IOW yes I think caution is warranted in the development. But it might be overcautious to wait until we've complete and utterly finished the development of the automation systems before starting to work on all the other stuff or (before) starting the launch planning. Instead, work all these R&D pathways in parallel.

Being a retired web nerd I was interested in the 'Forbes does not load' issue commented on above. I run Windows 7. I have Firefox, Chrome, Safari & IE loaded.
One of the interesting things I see is that Forbes does a redirect form "http://www.forbes.com" to "https://www.forbes.com". This switch to the 'secure' version in which user communications between server and client are done using SSL (Secure Sockets Layer) appears to fail on Safari for Windows. Since the website design forces the switch, there is no way to load the unsecure website. Safari consistently fails when the switch is performed. Since all browsers implement the http and https standards as they see fit, the only solution to Michael Kelsey's problem is to switch platforms and use Chrome. An ugly solution but getting Forbes' IT department to fix the problem may not happen in our lifetime!

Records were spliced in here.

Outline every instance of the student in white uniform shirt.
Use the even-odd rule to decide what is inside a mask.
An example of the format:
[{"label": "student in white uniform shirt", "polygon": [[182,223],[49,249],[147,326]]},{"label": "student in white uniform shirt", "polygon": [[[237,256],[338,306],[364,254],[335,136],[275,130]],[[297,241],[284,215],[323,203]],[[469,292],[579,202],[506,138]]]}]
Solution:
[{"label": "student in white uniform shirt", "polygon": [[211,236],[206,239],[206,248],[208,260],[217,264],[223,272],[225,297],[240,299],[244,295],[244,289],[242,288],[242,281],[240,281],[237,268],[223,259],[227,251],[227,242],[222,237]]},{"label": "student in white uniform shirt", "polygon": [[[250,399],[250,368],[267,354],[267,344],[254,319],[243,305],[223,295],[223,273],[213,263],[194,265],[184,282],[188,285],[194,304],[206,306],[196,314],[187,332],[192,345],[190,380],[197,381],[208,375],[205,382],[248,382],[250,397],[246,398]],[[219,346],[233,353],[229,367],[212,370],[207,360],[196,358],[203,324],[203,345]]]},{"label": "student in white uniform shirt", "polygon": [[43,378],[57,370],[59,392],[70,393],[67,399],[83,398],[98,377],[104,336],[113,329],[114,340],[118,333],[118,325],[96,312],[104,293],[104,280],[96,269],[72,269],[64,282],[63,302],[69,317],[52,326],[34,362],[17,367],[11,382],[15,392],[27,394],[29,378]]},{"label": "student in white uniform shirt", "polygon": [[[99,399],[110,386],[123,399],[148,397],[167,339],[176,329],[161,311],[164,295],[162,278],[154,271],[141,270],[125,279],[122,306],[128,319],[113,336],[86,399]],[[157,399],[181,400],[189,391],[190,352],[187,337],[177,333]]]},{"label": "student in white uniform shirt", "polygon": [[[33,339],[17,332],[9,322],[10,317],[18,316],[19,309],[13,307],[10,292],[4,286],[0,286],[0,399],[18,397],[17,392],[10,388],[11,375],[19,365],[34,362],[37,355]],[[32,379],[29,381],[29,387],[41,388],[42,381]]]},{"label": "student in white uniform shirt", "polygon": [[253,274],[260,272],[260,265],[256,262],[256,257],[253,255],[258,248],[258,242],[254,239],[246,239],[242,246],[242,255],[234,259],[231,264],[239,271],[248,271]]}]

By John C Schaefer (not verified) on 04 Jun 2017 #permalink

Going to Mars: I agree that we've already done all of the basic "research" that we need to send people to Mars (or to the Moon) to survive and thrive for the long term. We know what's needed. What still needs to be done is ENGINEERING. It's not enough to make it "possible"; it needs to be reliable, with redundant systems already in place for when stuff breaks - because Murphy assures is that things WILL break , and at the worst possible moment.